The lawyers note that the prosecution has established and demonstrated in court that during the night in question, Shcheholv, together with Kuksa, were present in the office of the head of Kyiv police Valery Mazan.  They were there with all the members of the SBU, Interior Ministry, Emergencies Ministry and prosecutor’s office “needed to launch the ‘boomerang’ plan.  This was a plan to totally clear Maidan and all the area around it of protesters, something that could only be done through force and inevitable bloodshed.

Very many of those involved in organizing the gunning down of protesters and other violent measures aimed at crushing Maidan are now in hiding, mostly in Russia where many, if not all, have received Russian citizenship.

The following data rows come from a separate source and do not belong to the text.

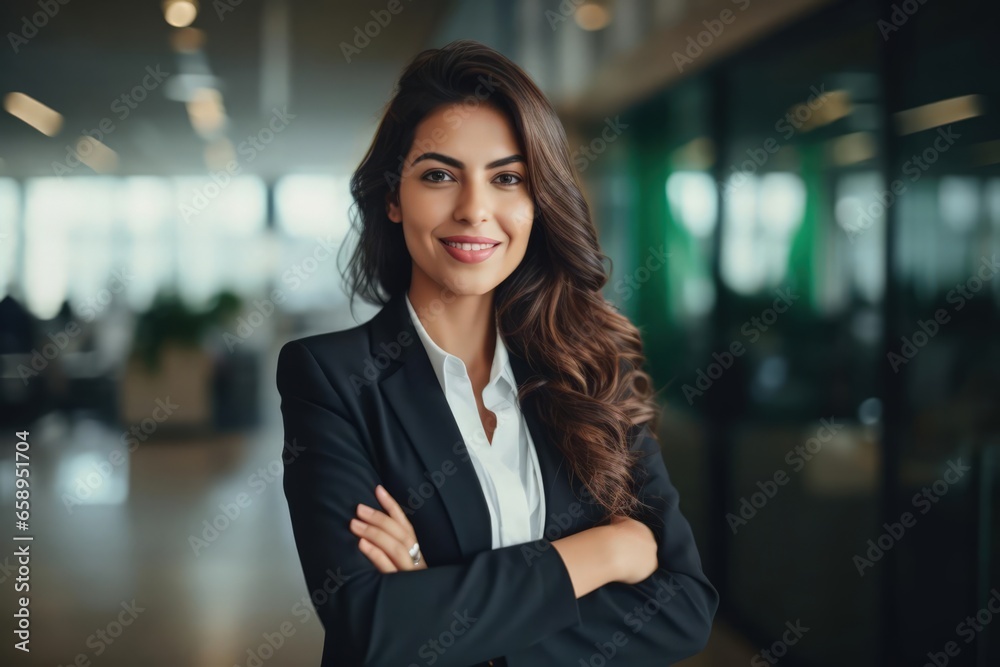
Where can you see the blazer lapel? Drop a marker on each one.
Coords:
(414, 393)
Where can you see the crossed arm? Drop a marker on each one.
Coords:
(507, 602)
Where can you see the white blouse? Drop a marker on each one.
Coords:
(508, 468)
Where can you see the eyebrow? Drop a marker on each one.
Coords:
(452, 162)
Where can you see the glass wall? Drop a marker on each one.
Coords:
(824, 328)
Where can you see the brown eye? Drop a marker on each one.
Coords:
(508, 179)
(437, 176)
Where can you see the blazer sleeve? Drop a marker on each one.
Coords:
(496, 602)
(666, 617)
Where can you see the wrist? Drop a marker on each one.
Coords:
(616, 560)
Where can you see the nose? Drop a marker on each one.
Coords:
(473, 205)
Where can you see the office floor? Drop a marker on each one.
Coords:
(118, 578)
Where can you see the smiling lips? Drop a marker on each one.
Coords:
(469, 249)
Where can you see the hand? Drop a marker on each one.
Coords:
(636, 548)
(386, 539)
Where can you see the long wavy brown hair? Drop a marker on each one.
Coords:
(588, 385)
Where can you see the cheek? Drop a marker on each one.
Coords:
(519, 218)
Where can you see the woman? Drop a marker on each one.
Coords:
(423, 448)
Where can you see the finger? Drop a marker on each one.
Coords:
(392, 547)
(392, 507)
(382, 520)
(378, 558)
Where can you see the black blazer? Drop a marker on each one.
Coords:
(363, 407)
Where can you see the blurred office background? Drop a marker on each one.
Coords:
(801, 203)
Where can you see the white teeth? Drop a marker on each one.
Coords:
(470, 246)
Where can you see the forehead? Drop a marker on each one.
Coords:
(461, 130)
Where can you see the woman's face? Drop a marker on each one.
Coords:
(464, 181)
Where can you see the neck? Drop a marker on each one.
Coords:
(464, 326)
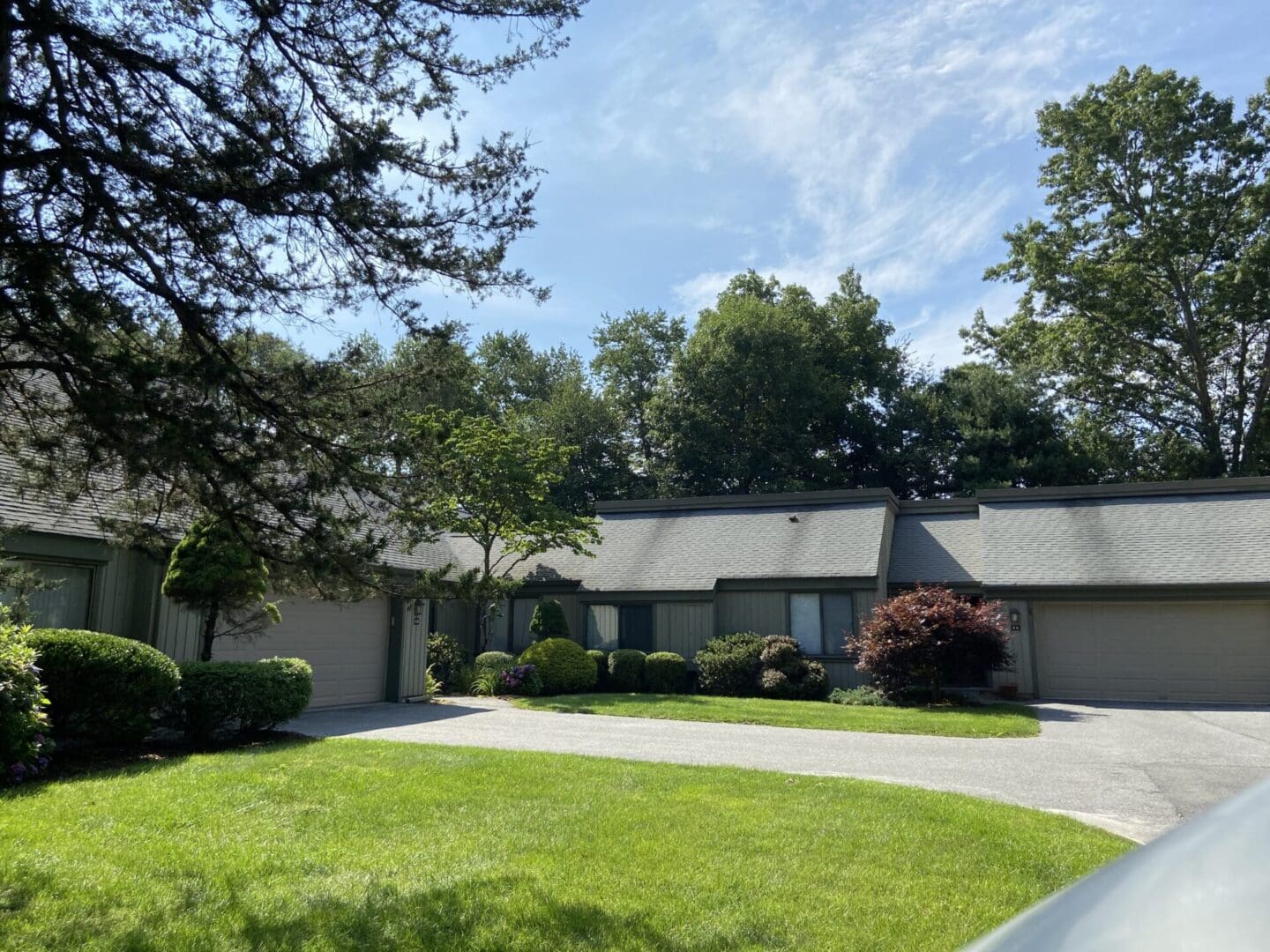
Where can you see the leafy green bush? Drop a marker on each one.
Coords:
(626, 669)
(101, 689)
(549, 621)
(601, 659)
(563, 664)
(788, 673)
(521, 680)
(494, 661)
(666, 673)
(865, 695)
(242, 697)
(25, 746)
(446, 655)
(729, 664)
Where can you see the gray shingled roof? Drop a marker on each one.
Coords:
(690, 550)
(935, 547)
(1215, 539)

Oleksandr Shcheholev is on trial, with the charges of organizing and carrying out the ‘anti-terrorist operation’, including the attack on the Trade Union building.

His deputy, who accompanied him during the evening from 18-19 February 2014, has now been appointed the ‘head of the SBU’s Department for the Defence of National Statehood’.

This is by no means the only appointment by Zelensky which has aroused, at the very least bemusement.

One especially shocking appointment was on 5 August 2020 when Zelensky named Oleh Tatarov Deputy Head of the Office of the President.  Tatarov was not only the Deputy Head of the Interior Ministry’s Central Investigative Department during the Euromaidan protests, but on at least one occasion openly lied about a shocking attack by Berkut officers on peaceful Maidan activists in January 2014.  

The move was met with outrage by persecuted Maidan activists and the families of Nebesna Sotnya, those who lost their lives during the protests.

In late 2020, the National Anti-Corruption Bureau [NABU] presented Tatarov with serious corruption charges.  In a very worrying move, the Office of the Prosecutor General (Iryna Venediktova) took this criminal investigation away from NABU, passing it instead to the SBU.  A supposed statement that Tatarov was suspending his work, pending the end of the investigation, does not appear to have meant very much.  As of the end of December 2020, he was reported to still be working. 

With respect to both Tatarov and Kuksa, their positions under the regime of President Viktor Yanukovych should surely have meant they fall under the Law on Lustration, preventing them from holding government office.  On the other hand,  Zelensky has already changed the name of the Presidential Administration (to Office of the President) in order to bypass this law and enable his earlier appointment of Andriy Bohdan as Head of that ‘Office’, and the lustration law seems all but forgotten.